Kubernetes Controllers: Reconciliation Loops, the Controller Manager, and Custom Controllers#
Kubernetes is a declarative system. You tell it what you want (a Deployment with 3 replicas), and controllers make it happen. Controllers are the engines that continuously reconcile desired state with actual state. Without controllers, your YAML manifests would be inert data in etcd.
The Controller Pattern#
Every controller follows the same loop:
1. Watch the API server for changes to a specific resource type
2. For each change, compare desired state (spec) to actual state (status)
3. Take action to bring actual state closer to desired state
4. Update status to reflect current actual state
5. RepeatThis is a level-triggered model, not edge-triggered. A controller does not just react to changes – it reconciles the entire state on each pass. If a controller crashes and restarts, it re-reads all objects and converges to the correct state without needing to replay missed events. This makes controllers resilient to transient failures.
The Controller Manager#
The kube-controller-manager is a single binary that runs approximately 30 built-in controllers. Each controller runs as a goroutine within this process. This is an implementation convenience – they could be separate processes, but bundling them reduces operational overhead.
Key Controllers#
Deployment controller. Watches Deployments and manages ReplicaSets. When you update a Deployment’s pod template, the Deployment controller creates a new ReplicaSet with the updated template and scales it up while scaling the old one down. This is how rolling updates work. Rollbacks work by scaling up a previous ReplicaSet.
ReplicaSet controller. Watches ReplicaSets and ensures the correct number of pod replicas exist. If a pod dies, the ReplicaSet controller creates a replacement. It uses label selectors to identify which pods belong to it.
StatefulSet controller. Like ReplicaSet but with ordering guarantees. Pods are created sequentially (pod-0 must be Running before pod-1 is created) and deleted in reverse order. Each pod gets a stable network identity and persistent storage.

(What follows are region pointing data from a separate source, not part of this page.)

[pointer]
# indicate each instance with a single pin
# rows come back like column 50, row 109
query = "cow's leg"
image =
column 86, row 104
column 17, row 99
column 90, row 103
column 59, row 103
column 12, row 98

DaemonSet controller. Ensures exactly one pod runs on each node matching the selector. When a new node joins the cluster, the DaemonSet controller creates the pod. When a node is removed, the pod is garbage collected.
Job controller. Manages run-to-completion workloads. Tracks successful and failed completions, handles parallelism, and implements backoff for failed pods.
Node controller. Monitors node health via heartbeats. If a node stops updating its lease object (default timeout: 40 seconds), the node controller sets its condition to NotReady. After the pod eviction timeout (default: 5 minutes), it taints the node with node.kubernetes.io/unreachable:NoExecute, which triggers pod eviction by the taint-based eviction controller.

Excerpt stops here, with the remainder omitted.